Cladrastis kentukea
Bean family (Fabaceae)

Description: This medium-sized tree is 30-65' tall at maturity, forming a short trunk that soon branches and subdivides into a rounded crown. On old trees, trunk bark is light gray and pebbly, while on young trees it is light gray and smooth. Branches are usually gray and smooth, although sometimes they are brown. Twigs are light gray or brown, glabrous, and covered with scattered white lenticels. Often, the trunk and larger branches of older trees are covered with lichens or moss. Alternate compound leaves up to 1' long occur along the twigs; these leaves are usually odd-pinnate with 7-9 leaflets. The leaflets are arranged alternately along the rachis (central stalk) of each compound leaf; they are not directly opposite from each other. Individual leaflets are 3-4" long and and 1-2" across; they are ovate or obovate, smooth along their margins, and pinnately veined. The upper leaf surface is yellowish green to medium green and glabrous, while the lower surface is pale green and hairless to pubescent. The slender petiolules (basal stalklets) of the leaflets are short (about " in length), light green, and glabrous. The petioles of the compound leaves are 3-6" long, light green, and glabrous; they have swollen bases that encircle (or nearly encircle) the buds. The buds are brown and hairy.

Drooping panicles of white flowers about 6-14" long and 3-6" across develop toward the tips of twigs; they are more broad at their bases than their tips. The branches and pedicels of each panicle are light green and glabrous. Individual flowers are about 1" long; each flower has a pea-like floral structure consisting of an upright banner (upper petal) and 2 forward projecting wings (2 lateral petals) that enclose a narrow keel (2 inner petals that are appressed together). These petals are white. At the base of each flower, there is short tubular calyx with 5 teeth that is light green. The reproductive organs consist of 10 separate stamens and a pistil with a single style. The pedicels are about the same length as the flowers. The blooming period occurs during the late spring for about 2-3 weeks. The flowers are fragrant. Individual trees bloom abundantly about once every 3-4 years. The flowers are replaced by flattened seedpods that are 2-4" long, -" across, dark brown, and glabrous at maturity. Each seedpod contains 0-6 seeds; the lateral sides of the seedpods are often undulate and partially constricted between the seeds. The root system of young trees forms a taproot. During the autumn, the deciduous leaves become yellow or golden yellow.

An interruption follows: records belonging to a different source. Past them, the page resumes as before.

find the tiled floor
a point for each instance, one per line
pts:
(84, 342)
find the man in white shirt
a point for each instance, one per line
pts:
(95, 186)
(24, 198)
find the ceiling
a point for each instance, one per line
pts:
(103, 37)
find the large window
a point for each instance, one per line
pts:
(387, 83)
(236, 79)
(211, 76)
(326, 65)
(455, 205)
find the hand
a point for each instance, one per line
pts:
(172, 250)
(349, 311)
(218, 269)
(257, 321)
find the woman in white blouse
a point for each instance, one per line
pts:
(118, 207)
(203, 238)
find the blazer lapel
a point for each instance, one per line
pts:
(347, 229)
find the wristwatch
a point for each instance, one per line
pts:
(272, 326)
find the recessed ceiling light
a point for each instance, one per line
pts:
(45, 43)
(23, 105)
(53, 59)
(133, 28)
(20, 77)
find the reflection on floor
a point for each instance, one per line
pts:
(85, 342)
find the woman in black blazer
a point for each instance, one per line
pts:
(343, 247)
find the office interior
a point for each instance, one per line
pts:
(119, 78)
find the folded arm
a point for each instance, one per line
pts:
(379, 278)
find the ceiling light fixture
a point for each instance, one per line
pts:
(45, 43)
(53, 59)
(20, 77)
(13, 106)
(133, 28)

Cultivation: Yellow-Wood adapts to full or partial sun, mesic conditions, and soil containing silt or loam. It is not particular about soil pH and can be cultivated north of its natural range. This tree is prone to storm-related damage because the large forking branches that often develop above the trunk are prone to breakage. Therefore, it is best to cultivate this tree in areas that are protected from strong wind. Sometimes, verticillium wilt and other disease organisms can weaken or kill this tree, as can compaction of the neighboring soil from motor vehicles and heavy machinery.

Range & Habitat: The native Yellow-Wood is a rare tree in natural areas of Illinois; it is state-listed as 'endangered' and restricted to the southern tip of the state (see Distribution Map). However, it is sometimes cultivated as a landscape tree. Habitats include rich mesic woodlands in river valleys, lower slopes of wooded bluffs, shaded banks of rivers (above the floodplain zone), and protected rocky coves in mountainous areas. Yellow-Wood is found in high quality natural areas where deciduous trees are abundant. Because of its thin bark, Yellow-Wood is intolerant of fire.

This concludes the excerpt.